What research did you do for your project?
“This is the second book project with a mother/son pair from Alaska. I had to further research the Dena’ina culture for Chia’s’ clothing, the houses and village and especially the fox character. There is nothing like him in our experience of fairy tales. It took several tries before I got captured the essence of his character.

How do you work?
“I always begin with pencil and paper, sketching and doodling ideas.  These turn into a storyboard to pace the story text and action with pictures. This initial phase of ideas is my favorite part of the process. The art director and I talk about the ideas and I make a book dummy, which is a small rough version of the book. Next, I scale the sketches up to just over actual size for publication and continue drawing and tracing until I arrive a good composition. These final drawings are approved and then I begin to paint in watercolor. The finished paintings are scanned in and I can manipulate them for detail, color matching, or texture.”

What’s your background?
“I went to a commercial art school after high school and attended some college for fine arts. I have worked as a package designer, sign painter, a forester, a ma and pa shop owner, graphic designer, band mom, bass player, illustrator and painter.”

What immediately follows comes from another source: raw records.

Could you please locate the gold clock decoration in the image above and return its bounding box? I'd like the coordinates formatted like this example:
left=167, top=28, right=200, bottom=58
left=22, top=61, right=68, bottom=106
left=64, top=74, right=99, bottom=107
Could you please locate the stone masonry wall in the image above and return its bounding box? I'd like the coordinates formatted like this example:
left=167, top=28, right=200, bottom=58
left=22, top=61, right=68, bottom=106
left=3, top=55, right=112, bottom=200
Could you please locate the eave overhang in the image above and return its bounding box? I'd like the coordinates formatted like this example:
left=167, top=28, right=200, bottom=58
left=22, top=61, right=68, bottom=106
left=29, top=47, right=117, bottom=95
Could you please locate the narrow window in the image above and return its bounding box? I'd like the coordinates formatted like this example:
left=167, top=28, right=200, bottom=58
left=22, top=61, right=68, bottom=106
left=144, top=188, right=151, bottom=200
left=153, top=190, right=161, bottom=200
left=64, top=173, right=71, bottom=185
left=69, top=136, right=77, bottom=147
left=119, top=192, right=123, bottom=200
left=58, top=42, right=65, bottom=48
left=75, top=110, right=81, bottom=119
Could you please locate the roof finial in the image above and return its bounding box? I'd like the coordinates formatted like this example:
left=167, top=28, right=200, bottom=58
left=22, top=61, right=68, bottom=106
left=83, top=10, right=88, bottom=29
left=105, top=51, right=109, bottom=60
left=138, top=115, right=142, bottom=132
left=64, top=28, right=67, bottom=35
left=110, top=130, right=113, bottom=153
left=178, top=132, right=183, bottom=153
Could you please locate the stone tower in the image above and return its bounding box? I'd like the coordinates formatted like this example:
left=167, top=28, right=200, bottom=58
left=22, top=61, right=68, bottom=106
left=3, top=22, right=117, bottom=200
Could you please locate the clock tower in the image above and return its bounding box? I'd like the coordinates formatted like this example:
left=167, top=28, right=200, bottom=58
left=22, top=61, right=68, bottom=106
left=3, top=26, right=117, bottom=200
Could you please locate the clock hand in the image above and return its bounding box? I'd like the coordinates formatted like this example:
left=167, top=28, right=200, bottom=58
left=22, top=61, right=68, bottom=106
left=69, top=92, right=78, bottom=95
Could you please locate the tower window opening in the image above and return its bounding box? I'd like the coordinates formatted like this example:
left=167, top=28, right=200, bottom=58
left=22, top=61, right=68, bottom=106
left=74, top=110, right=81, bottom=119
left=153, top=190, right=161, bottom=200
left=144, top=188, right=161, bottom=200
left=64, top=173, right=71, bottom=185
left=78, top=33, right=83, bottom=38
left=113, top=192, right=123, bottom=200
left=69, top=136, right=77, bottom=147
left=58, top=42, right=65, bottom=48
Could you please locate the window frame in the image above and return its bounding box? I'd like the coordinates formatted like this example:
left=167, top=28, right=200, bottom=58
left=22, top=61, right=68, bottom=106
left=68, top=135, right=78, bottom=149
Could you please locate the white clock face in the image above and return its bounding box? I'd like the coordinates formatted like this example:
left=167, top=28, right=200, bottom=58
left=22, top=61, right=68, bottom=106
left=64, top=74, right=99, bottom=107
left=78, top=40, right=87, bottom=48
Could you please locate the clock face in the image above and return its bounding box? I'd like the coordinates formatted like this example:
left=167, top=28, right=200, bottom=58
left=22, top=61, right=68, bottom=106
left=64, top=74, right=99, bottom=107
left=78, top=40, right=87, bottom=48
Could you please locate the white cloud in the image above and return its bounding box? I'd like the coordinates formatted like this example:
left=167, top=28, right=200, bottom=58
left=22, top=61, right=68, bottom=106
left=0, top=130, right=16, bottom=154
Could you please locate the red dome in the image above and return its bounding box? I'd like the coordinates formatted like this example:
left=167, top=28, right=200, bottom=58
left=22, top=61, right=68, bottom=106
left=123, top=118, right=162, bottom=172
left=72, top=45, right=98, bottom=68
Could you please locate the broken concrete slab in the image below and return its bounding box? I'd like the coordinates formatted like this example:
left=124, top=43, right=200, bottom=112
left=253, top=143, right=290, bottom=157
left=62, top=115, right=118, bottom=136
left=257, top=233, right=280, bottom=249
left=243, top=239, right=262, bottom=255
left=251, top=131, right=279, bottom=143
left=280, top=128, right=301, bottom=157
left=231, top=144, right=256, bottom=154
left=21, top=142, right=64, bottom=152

How has your artistic practice changed over time?
“As a safety measure I took up watercolor when I had little kids in the house – and fell in love with the medium. It is perfect for illustration. I’ve learned to use the computer to enhance the work but I love the hand drawn quality and the texture of the paper so I do not generate the art directly on the computer.”

What themes do you pursue in your work?
“My children’s book themes are largely based on my experience in Alaska. My recent book Treasure is set in the Pacific Northwest but is modeled after my childhood in a woodsy river valley of Pennsylvania. When I create paintings that are not part of a book, they are narrative, decorative, colorful and graphical.”

What memorable responses have you had to your work?
“Once I spoke on a radio show that aired in Barrow, Alaska. It was a conversation with a scientist about the northern lights. My story Aurora was complete fantasy while his work was based on fact and scientific process. Callers could join the conversation to tell of their experiences. It was chilling. The scientist agreed that there was something unexplained, other worldly and spiritual that I had captured about the northern lights.

Also, there is nothing like a smiling kid clutching one of your books asking you to sign it, or someone who bought a painting you made because they want to have it and spend time looking at it.”